Und damit möchte ich diesen Artikel abschließen, der insgesamt 4 Beiträge des NDR zur Erdöl- und Erdgasförderung beleuchtet hat. Drei davon können als durchaus gelungen angesehen werden. Der zum „Fracking“ zählt nicht dazu, da zu sehr die Meinungen einer Bürgerinitiative im Mittelpunkt standen und ihre zum Teil unhaltbaren Anschuldigungen und Behauptungen unkritisch stehen gelassen wurden.

4 Kommentare zu Kommentar zu Rohstoffbeiträgen bei „Hallo Niedersachsen“ (NDR)

  • Dirk Weißenborn sagt:

    Zitat:

    „Für Geologen ist lange klar: Wo viel Moor, da auch viel Erdöl.“

    Da wo zu viel „No Moor“, da auch kein Erdöl.

    Nun steht es ja jedem frei, Erdöl und Erdgas aus seinem Leben auszuschliessen, jedoch stellt sich dann die Frage, ob ihm alle anderen Bürgerinnen und Bürger auf diesem ach so tugendhaften Pfad folgen müssen. Die BI Aktivisten – wie bei den meisten Bürgerinitiativen finanziell oft gut abgesicherte Wohlstandsbürger – gebärden sich zusehends wie Sekten mit geschlossenem Weltbild.
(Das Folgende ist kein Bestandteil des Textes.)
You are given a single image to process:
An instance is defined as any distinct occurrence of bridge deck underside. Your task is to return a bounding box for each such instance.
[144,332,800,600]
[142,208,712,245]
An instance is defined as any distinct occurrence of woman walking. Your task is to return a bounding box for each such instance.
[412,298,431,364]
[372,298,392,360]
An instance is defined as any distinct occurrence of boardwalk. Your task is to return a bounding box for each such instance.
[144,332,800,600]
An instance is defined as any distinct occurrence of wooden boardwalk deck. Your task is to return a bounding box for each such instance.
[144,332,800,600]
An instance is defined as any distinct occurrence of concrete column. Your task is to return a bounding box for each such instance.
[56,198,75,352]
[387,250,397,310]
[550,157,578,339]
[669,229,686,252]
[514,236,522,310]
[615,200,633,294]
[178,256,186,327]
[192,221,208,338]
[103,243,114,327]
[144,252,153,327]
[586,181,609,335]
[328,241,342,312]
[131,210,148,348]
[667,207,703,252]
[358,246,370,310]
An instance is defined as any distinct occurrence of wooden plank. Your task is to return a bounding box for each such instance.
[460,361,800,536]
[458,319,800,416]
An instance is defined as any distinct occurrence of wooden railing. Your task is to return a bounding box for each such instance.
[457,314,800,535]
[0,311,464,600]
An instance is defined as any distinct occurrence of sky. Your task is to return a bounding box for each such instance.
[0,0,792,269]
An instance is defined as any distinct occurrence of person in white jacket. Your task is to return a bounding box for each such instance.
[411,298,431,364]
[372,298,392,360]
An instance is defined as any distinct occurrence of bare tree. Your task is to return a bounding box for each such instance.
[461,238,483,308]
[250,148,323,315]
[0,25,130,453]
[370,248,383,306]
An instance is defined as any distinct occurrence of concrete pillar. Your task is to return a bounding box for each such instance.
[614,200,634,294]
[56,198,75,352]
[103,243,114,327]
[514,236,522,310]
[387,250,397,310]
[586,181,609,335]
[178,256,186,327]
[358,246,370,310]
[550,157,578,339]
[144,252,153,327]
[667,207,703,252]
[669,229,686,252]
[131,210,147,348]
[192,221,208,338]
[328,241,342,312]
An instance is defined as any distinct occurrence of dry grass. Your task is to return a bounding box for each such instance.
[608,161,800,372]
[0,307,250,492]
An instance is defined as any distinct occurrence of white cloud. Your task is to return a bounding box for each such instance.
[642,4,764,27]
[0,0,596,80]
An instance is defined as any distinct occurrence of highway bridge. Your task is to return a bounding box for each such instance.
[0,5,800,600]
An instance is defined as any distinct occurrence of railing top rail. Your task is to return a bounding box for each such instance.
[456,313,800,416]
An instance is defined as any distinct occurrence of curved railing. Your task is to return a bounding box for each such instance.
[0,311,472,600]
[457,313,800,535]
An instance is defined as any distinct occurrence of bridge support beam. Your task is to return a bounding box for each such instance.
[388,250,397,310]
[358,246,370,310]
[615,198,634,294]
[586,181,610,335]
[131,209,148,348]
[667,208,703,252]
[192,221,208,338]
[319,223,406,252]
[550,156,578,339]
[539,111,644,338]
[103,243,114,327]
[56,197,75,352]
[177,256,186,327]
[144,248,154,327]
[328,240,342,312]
    Nicht einen einzigen Beweis für Umweltschäden im Gefolge von Fracking, aber dafür festgefügtes Denken im Geiste der „Regenerativen“ und Wahnvorstellungen vom Untergang des Moores. By the way: Haben die Einwohner des Moores auch schon Feuerzeuge an das laufende Wasser ihres Wasserhahns oder Ihres Beregnungsbrunnens gehalten?

    Die Keule mit dem Lobbyismus wird gern geschwungen. Haben die Aktivisten tatsächlich keine Anteile an Windparks oder obskuren Gesellschaften wie Prokon? Wenn doch, dann erfüllen Sie den „Tatbestand“ des Lobbyismus in reinster Form.

    Ich wünsche ihnen dann viel Vergnügen beim Verdauen der Verluste des eingesetzten Kapitals (siehe Prokon).

  • kelly spinner sagt:

    Eine Frage an den Geologen. Wie wird der Begriff „Grundwasser“ eigentlich definiert? Ist Grundwasser gleich Trinkwasser, oder ist alles Wasser unterhalb unserer Fußsohlen Grundwasser?

    1. SAR sagt:

      Bin zwar kein Geologe, sondern Geograph, kann die Frage aber dennoch beantworten:
      Grundwasser Unterirdisches Wasser, das die Hohlräume der Erdrinde zusammenhängend ausfüllt und dessen Bewegung ausschließlich von der Schwerkraft und den durch die Bewegung selbst auslösenden Reibungskräften bestimmt wird (Definition nach DIN 4049)
      Nach Wasserhaushaltsgesetz ist Grundwasser: Unterirdisches Wasser in der Sättigungszone, das in unmittelbarer Berührung mit dem Boden oder dem Untergrund steht.
      Quelle: http://www.geotechnisches-buero.de/download/FH-II_Eberl-Grundwasser%2809-10%29.pdf

      Trinkwasser hingegen muss gewisse Mindestkriterien erfüllen: http://www.infoseiten.de/infoservice//trinkwasser.html

    2. Dirk Weißenborn sagt:

      Hallo kelly spinner,

      Ihre Frage nach der Definition von Grundwasser ist eine sehr grundlegende und verfügt über juristische Bedeutung hinsichtlich zukünftiger Stimulationsmaßnahmen in Schiefern.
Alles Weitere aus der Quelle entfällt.